For online-only retailers, one answer may be in becoming a bit more like their terrestrial counterparts. Online businesses typically hold a wealth of information about their customers’ online activities but have little insight into who their customers are in the real world. Although online businesses have ready access to products purchased, pages viewed, and time spent on site, there is little opportunity to build a personal rapport, or to understand consumer behavior outside of past purchases. Aggregated, pseudonymous location data helps to close this gap and lets businesses of all kinds better understand their customers based on what they do in their daily lives.

Going Offline: 5 Ways to Use Location Intelligence for Online Business

What exactly can online businesses uniquely do with this information?

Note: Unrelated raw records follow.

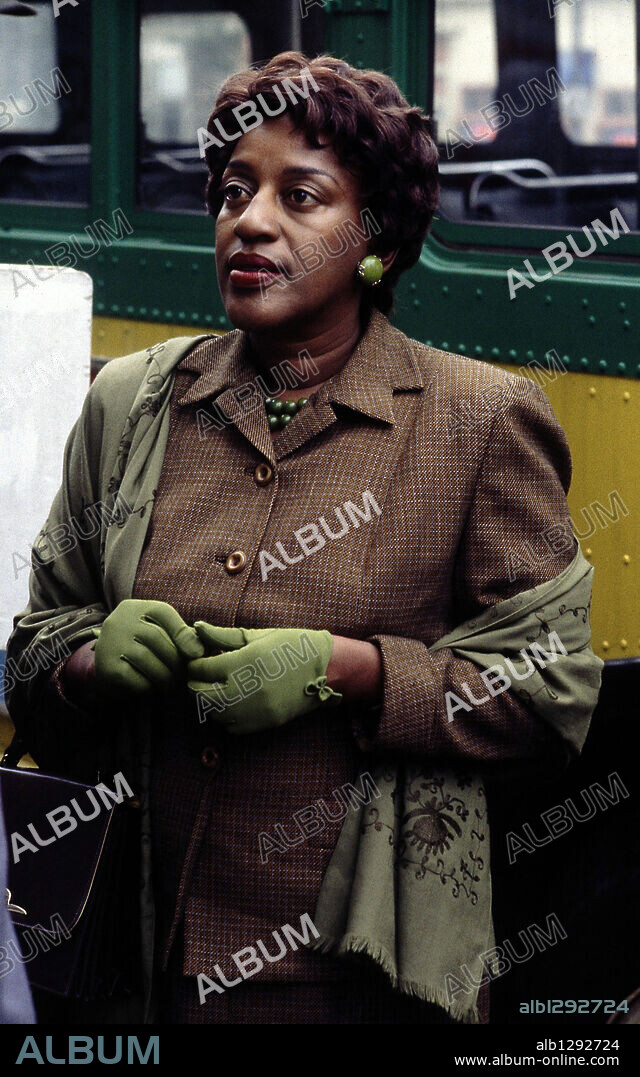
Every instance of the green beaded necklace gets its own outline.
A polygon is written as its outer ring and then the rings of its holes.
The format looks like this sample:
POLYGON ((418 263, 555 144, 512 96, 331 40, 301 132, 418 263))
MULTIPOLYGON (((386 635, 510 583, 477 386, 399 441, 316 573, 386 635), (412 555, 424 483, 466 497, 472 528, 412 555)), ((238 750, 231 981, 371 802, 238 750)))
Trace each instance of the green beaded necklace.
POLYGON ((277 400, 274 396, 265 396, 264 406, 267 410, 269 429, 283 430, 308 399, 306 396, 301 396, 299 400, 277 400))

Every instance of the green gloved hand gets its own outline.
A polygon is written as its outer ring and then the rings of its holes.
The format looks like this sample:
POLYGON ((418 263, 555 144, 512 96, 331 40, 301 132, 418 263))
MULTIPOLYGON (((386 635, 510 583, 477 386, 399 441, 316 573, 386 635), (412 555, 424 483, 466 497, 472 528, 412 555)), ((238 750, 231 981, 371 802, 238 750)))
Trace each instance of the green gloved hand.
POLYGON ((93 631, 96 685, 110 697, 166 691, 184 675, 185 660, 205 653, 195 629, 168 602, 125 598, 93 631))
POLYGON ((210 717, 230 733, 261 733, 342 700, 327 684, 330 632, 218 628, 204 621, 194 628, 208 651, 223 652, 187 666, 201 721, 210 717))

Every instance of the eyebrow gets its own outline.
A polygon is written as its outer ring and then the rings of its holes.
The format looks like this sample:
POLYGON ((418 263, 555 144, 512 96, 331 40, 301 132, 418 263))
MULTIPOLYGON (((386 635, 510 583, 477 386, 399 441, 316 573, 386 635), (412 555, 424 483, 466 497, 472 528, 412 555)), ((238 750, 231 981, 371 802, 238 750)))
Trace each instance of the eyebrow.
MULTIPOLYGON (((235 158, 227 162, 225 172, 236 169, 239 172, 250 174, 253 172, 252 165, 248 161, 243 161, 241 158, 235 158)), ((332 183, 335 183, 336 187, 340 187, 338 180, 335 176, 332 176, 330 172, 325 172, 323 168, 312 168, 309 165, 289 165, 283 169, 284 176, 326 176, 332 183)), ((340 188, 342 189, 342 188, 340 188)))
POLYGON ((332 176, 330 172, 325 172, 323 168, 311 168, 309 165, 291 165, 289 168, 284 169, 285 176, 327 176, 332 183, 335 183, 336 187, 339 187, 335 176, 332 176))

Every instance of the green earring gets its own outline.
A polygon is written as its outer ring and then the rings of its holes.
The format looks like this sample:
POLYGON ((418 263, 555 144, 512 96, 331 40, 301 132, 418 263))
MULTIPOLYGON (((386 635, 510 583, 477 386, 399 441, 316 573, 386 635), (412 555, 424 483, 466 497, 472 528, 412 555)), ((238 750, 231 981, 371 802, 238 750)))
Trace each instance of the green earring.
POLYGON ((375 288, 380 284, 384 274, 384 266, 377 254, 367 254, 358 262, 358 276, 368 288, 375 288))

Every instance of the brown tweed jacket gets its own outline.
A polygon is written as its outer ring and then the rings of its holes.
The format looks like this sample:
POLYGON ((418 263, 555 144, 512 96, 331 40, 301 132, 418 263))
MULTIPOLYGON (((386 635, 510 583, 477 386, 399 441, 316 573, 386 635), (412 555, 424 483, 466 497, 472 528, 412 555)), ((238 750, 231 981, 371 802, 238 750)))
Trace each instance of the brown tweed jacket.
MULTIPOLYGON (((344 814, 336 791, 362 753, 475 770, 556 750, 555 735, 510 692, 449 721, 447 691, 487 693, 475 665, 427 651, 572 559, 572 541, 555 554, 540 541, 554 526, 571 534, 569 449, 544 393, 410 340, 377 312, 344 368, 276 438, 263 407, 239 404, 255 374, 240 331, 201 343, 177 367, 133 595, 172 603, 190 624, 370 640, 384 693, 377 716, 343 706, 245 738, 201 724, 189 699, 159 705, 159 942, 166 962, 181 927, 187 975, 215 974, 219 963, 233 978, 234 952, 259 938, 277 950, 271 933, 313 913, 344 814), (533 563, 523 554, 531 549, 546 552, 533 563), (233 571, 237 551, 244 563, 233 571), (333 821, 303 840, 293 815, 318 802, 333 821), (266 863, 261 834, 281 846, 266 863)), ((341 975, 302 949, 265 962, 257 978, 341 975)))

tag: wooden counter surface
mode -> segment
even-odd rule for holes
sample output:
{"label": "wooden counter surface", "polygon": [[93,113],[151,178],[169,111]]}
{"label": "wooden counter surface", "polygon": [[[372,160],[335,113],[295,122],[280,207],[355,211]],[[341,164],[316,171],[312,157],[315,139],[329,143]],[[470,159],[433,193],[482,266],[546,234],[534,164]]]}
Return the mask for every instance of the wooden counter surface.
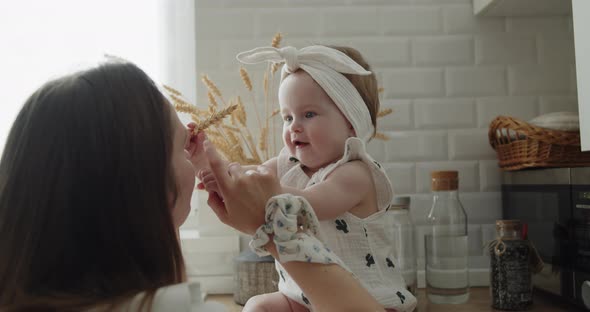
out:
{"label": "wooden counter surface", "polygon": [[[210,295],[207,296],[207,301],[217,301],[223,303],[227,307],[228,312],[241,312],[242,306],[234,303],[232,295]],[[576,308],[572,305],[567,305],[561,302],[556,302],[550,298],[546,298],[538,293],[535,293],[533,307],[531,312],[583,312],[585,310]],[[489,288],[474,287],[470,289],[469,301],[464,304],[441,304],[435,305],[426,300],[424,289],[418,290],[418,312],[486,312],[486,311],[500,311],[492,309],[490,304]]]}
{"label": "wooden counter surface", "polygon": [[[502,311],[493,309],[491,306],[490,290],[488,287],[473,287],[470,289],[469,301],[464,304],[432,304],[426,300],[424,289],[418,291],[418,311],[419,312],[475,312],[475,311]],[[577,312],[585,311],[576,309],[575,306],[564,304],[556,300],[542,296],[538,292],[534,293],[533,306],[530,310],[533,312]]]}

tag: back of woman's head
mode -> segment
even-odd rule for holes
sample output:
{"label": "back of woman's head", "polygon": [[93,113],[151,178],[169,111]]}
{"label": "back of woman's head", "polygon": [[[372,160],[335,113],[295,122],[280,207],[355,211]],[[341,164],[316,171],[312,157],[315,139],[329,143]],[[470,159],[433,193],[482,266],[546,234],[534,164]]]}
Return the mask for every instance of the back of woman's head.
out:
{"label": "back of woman's head", "polygon": [[83,306],[183,280],[170,113],[149,77],[122,62],[26,101],[0,162],[0,310]]}

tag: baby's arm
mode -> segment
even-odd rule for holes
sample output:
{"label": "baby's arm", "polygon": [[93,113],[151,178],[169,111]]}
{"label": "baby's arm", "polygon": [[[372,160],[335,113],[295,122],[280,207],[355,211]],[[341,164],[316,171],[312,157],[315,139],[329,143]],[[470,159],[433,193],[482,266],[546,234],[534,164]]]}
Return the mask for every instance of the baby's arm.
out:
{"label": "baby's arm", "polygon": [[[229,163],[226,164],[229,165]],[[273,157],[267,161],[265,161],[262,166],[265,166],[269,169],[271,173],[276,175],[277,172],[277,158]],[[246,165],[242,166],[244,170],[256,170],[257,165]],[[217,192],[219,193],[219,187],[217,186],[217,181],[213,176],[213,173],[208,168],[202,168],[201,170],[197,171],[197,178],[201,180],[201,183],[197,186],[199,189],[204,189],[207,192]]]}
{"label": "baby's arm", "polygon": [[[193,133],[193,129],[196,124],[191,122],[187,126],[189,133]],[[207,135],[203,131],[199,131],[197,134],[192,134],[190,140],[188,140],[187,146],[184,149],[187,151],[190,157],[190,161],[195,168],[195,174],[198,175],[199,171],[208,168],[209,163],[207,157],[205,157],[205,150],[203,149],[203,142],[207,140]]]}
{"label": "baby's arm", "polygon": [[351,161],[336,168],[323,182],[304,190],[283,186],[283,193],[303,196],[319,220],[333,219],[359,205],[374,190],[367,165]]}

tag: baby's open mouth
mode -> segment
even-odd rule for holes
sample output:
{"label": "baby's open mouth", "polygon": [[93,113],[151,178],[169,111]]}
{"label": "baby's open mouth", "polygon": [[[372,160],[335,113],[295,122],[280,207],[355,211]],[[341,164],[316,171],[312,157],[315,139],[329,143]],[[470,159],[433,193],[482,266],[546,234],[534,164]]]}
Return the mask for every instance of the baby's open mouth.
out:
{"label": "baby's open mouth", "polygon": [[305,147],[305,146],[309,145],[309,143],[301,142],[301,141],[293,141],[293,144],[295,144],[296,148],[301,148],[301,147]]}

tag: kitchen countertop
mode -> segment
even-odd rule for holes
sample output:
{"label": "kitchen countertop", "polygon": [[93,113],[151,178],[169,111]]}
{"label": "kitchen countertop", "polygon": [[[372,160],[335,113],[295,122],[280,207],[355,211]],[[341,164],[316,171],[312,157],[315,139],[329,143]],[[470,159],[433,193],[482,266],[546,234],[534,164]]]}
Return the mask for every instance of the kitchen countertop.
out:
{"label": "kitchen countertop", "polygon": [[[217,301],[223,303],[228,312],[241,312],[242,306],[234,303],[232,295],[209,295],[206,301]],[[474,287],[470,290],[470,298],[464,304],[431,304],[426,300],[424,289],[418,290],[418,312],[479,312],[479,311],[500,311],[490,306],[490,294],[487,287]],[[534,295],[533,312],[577,312],[585,311],[572,305],[547,298],[539,294]]]}

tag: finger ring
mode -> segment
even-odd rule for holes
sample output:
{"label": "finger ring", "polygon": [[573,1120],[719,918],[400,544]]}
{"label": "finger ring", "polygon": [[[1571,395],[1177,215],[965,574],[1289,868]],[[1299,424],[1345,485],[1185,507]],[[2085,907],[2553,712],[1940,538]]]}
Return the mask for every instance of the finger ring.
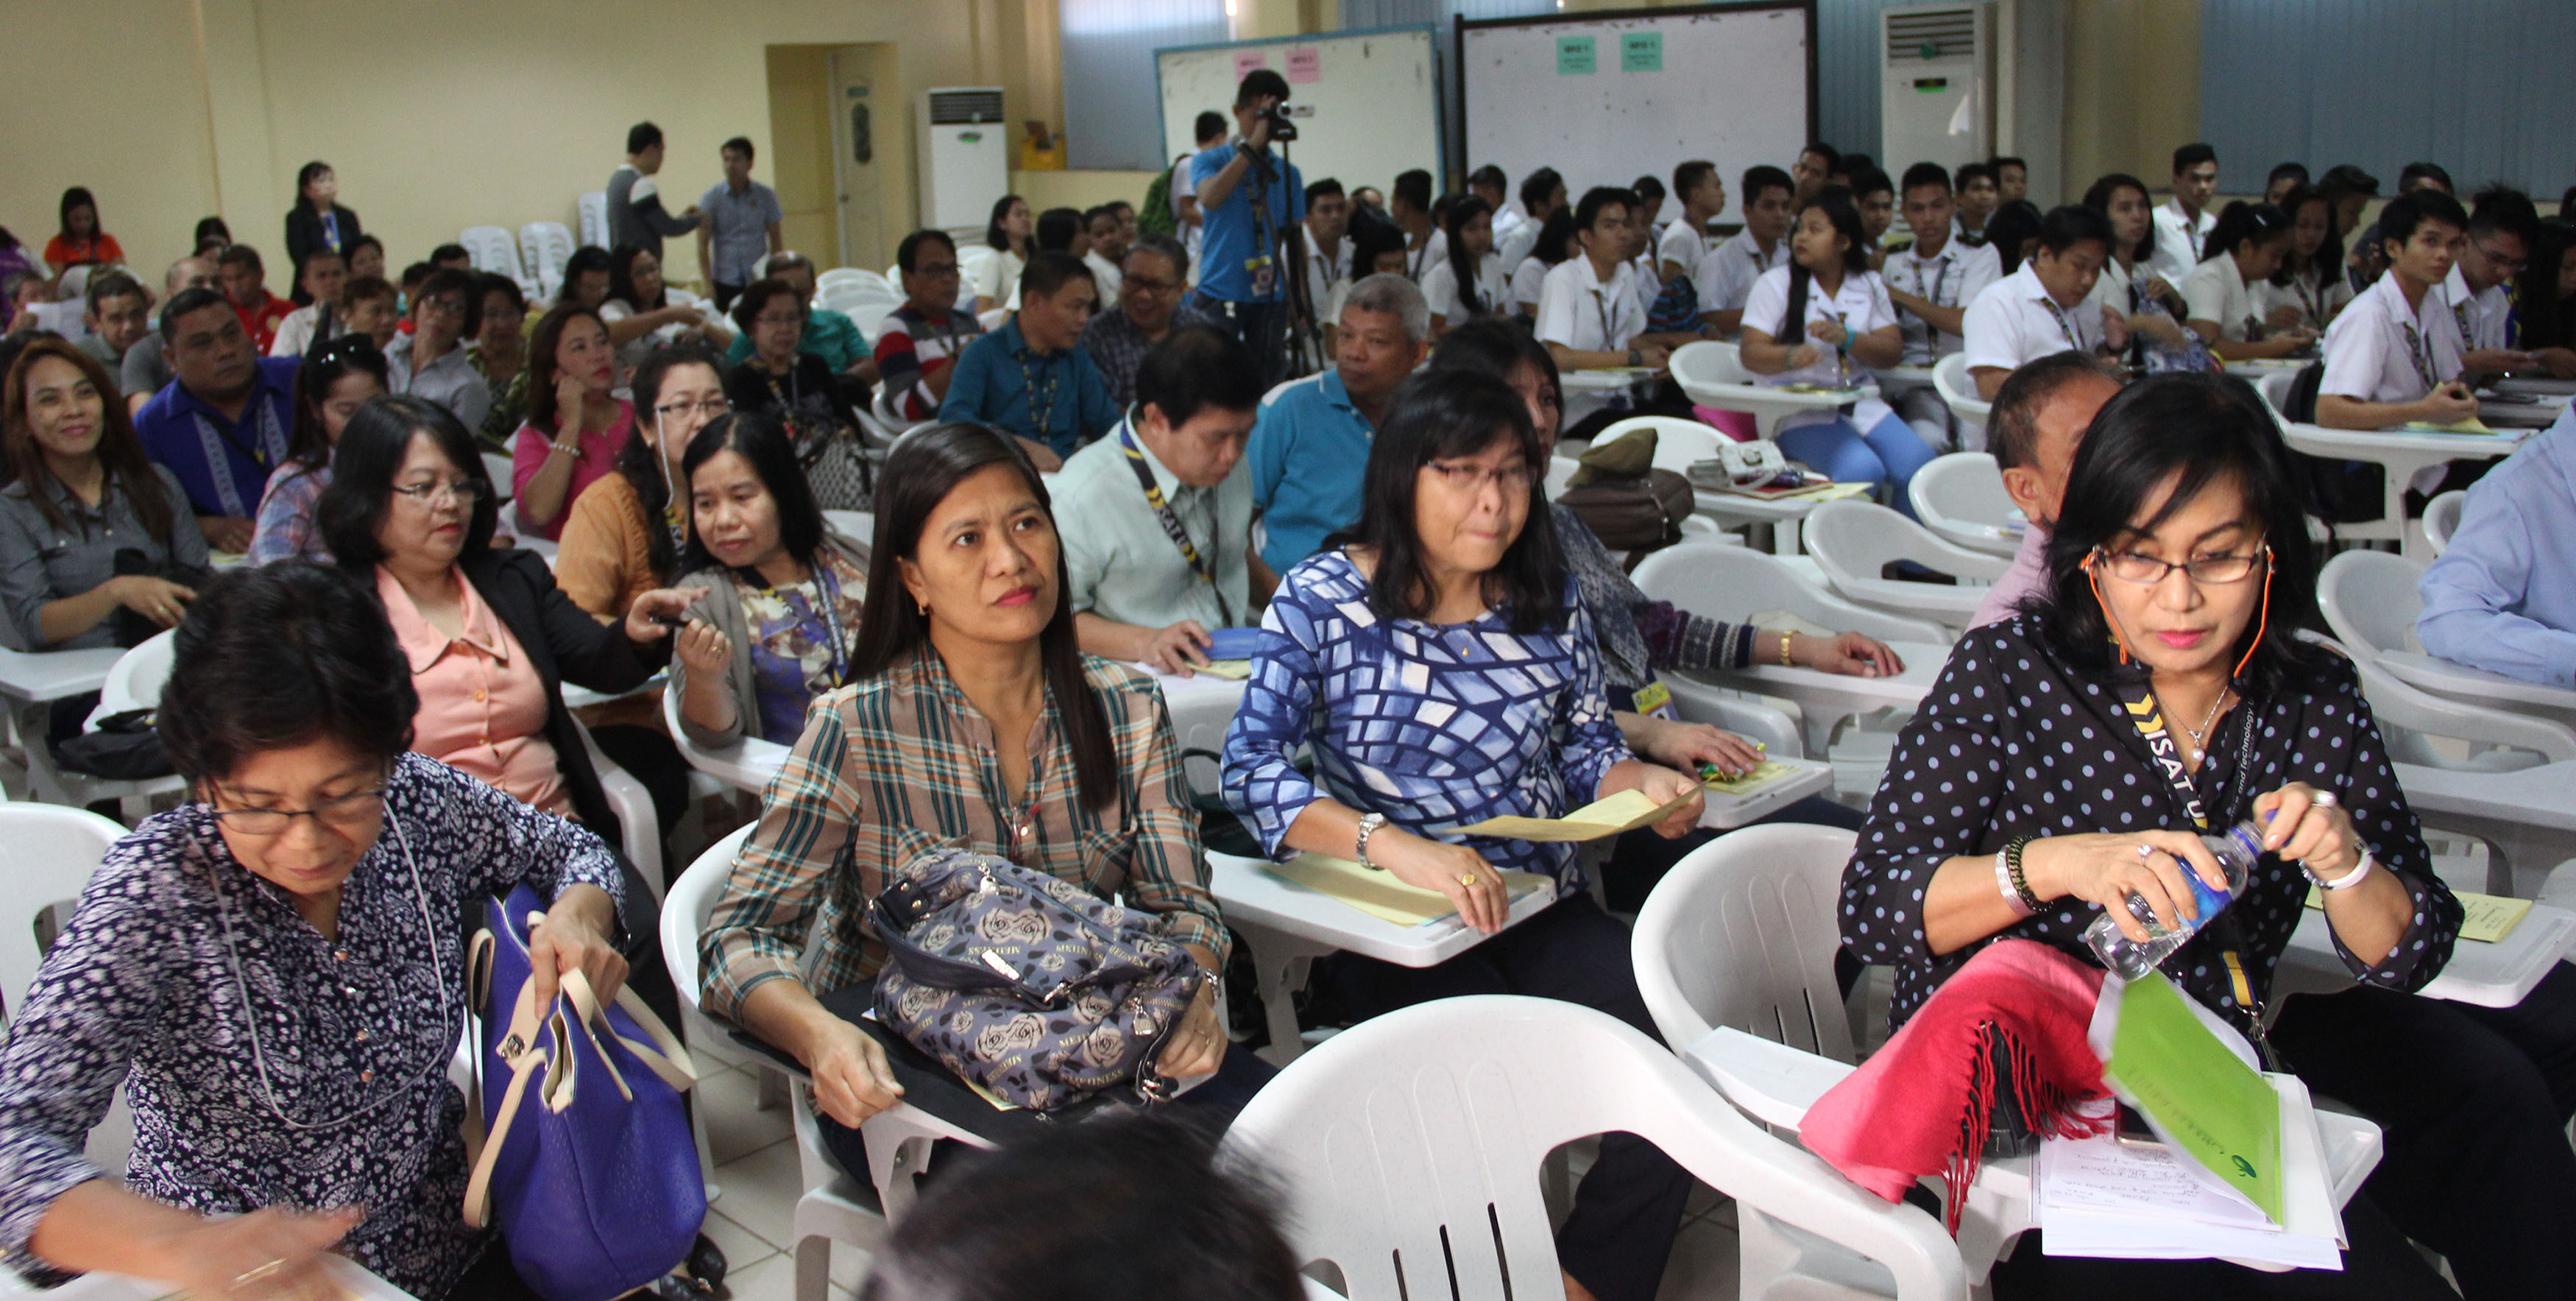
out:
{"label": "finger ring", "polygon": [[246,1269],[233,1275],[233,1286],[246,1287],[252,1283],[264,1283],[269,1279],[277,1277],[277,1275],[285,1268],[286,1257],[280,1256],[265,1265],[255,1266],[251,1269]]}
{"label": "finger ring", "polygon": [[2333,791],[2318,791],[2314,796],[2309,798],[2308,803],[2314,804],[2321,809],[2343,807],[2343,801],[2335,798],[2335,793]]}
{"label": "finger ring", "polygon": [[1458,874],[1458,884],[1460,885],[1472,886],[1482,882],[1484,879],[1485,878],[1478,876],[1473,872],[1461,872]]}
{"label": "finger ring", "polygon": [[2155,846],[2153,846],[2153,845],[2140,845],[2140,846],[2138,846],[2138,861],[2139,861],[2139,862],[2141,862],[2141,863],[2146,862],[2147,860],[2152,859],[2152,858],[2154,858],[2155,856],[2156,856],[2156,847],[2155,847]]}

1. Get to Know Your Customers Better

Where people go and what they do in the real world gives us clues about their interests, lifestyles and passions. Using location intelligence, online retailers can augment their CRM systems with location-derived personas that reflect actual customer behavior, and reliably identify, for example, new or expectant parents, pet lovers, foodies, athletes and more. These location-informed insights let marketers design marketing programs and product promotions that better align with, and even complement, your customers’ lifestyle and key interests.

2. Improve Online Personalization

Chances are your online business is already using purchase data to personalize the customer experience on your website. But that personalization can be further refined with the addition of information about who your customers are in real life. Gravy’s location-derived insights make it easier to distinguish between a customer that’s a new parent, or someone who is buying a gift for an expectant friend. Or, use location intelligence to confidently recommend future purchases based on past, deterministic consumer behavior.

3. Discover Offline Competitors

With brick-and-mortar retailers investing more in their online shopping experience, online-only retailers must now consider both their online and offline competitors. Where do your customers shop in the physical world, and how do their store choices overlap with your offerings? When might they have purchased from you instead? By understanding where your customers shop in the real world, online retailers can better determine which local businesses are their brick-and-mortar competition, measure foot traffic trends, and even set the stage for conquesting campaigns.

4. Identifying Opportunities for Co-Marketing

By understanding the places and events that your customers visit, online retailers can also identify promising co-marketing and sponsorship opportunities. Do your customers often visit gyms or day spas? Frequently visited places that are complementary to your business might serve as distribution channels for your collateral or products, and even host sponsored events or pop-up shops. Considering a sponsorship for a local summer music festival? Location intelligence can help you choose the festival that attracts more of your target customers, helping you to maximize any return on your investment.

5. Pinpoint the Ideal Sport for a Brick-and-Mortar Presence

If your online business is considering a physical store, location intelligence can help to identify where to set up shop. Understand overall foot traffic patterns and volume, and the audience composition for a geo-fenced area before making any real estate decision. Using these insights, companies can better assess whether a location is a good fit with their customer base and corporate strategy. Does a short-listed store location attract people that look a lot like your best customers? If so, it may be a great area for your store – and if not, reaching the right kind of customer at that location may prove a challenge.

As more consumer spending takes place online – and more retailers become omnichannel in nature – retailers will need new and innovative ways to capture consumer mindshare and discretionary income. Location data that reveals where people go and what they do there provides valuable intelligence about consumer behaviors that can help any brand plan, predict and act. For online retailers, location-informed insights help to connect the dots between online activity and offline behavior, delivering a fuller, more complete picture of the customer and their buying journey. While we don’t know what 2019 will bring, we do know that insights derived from location intelligence and data should be front and center for strategic planning.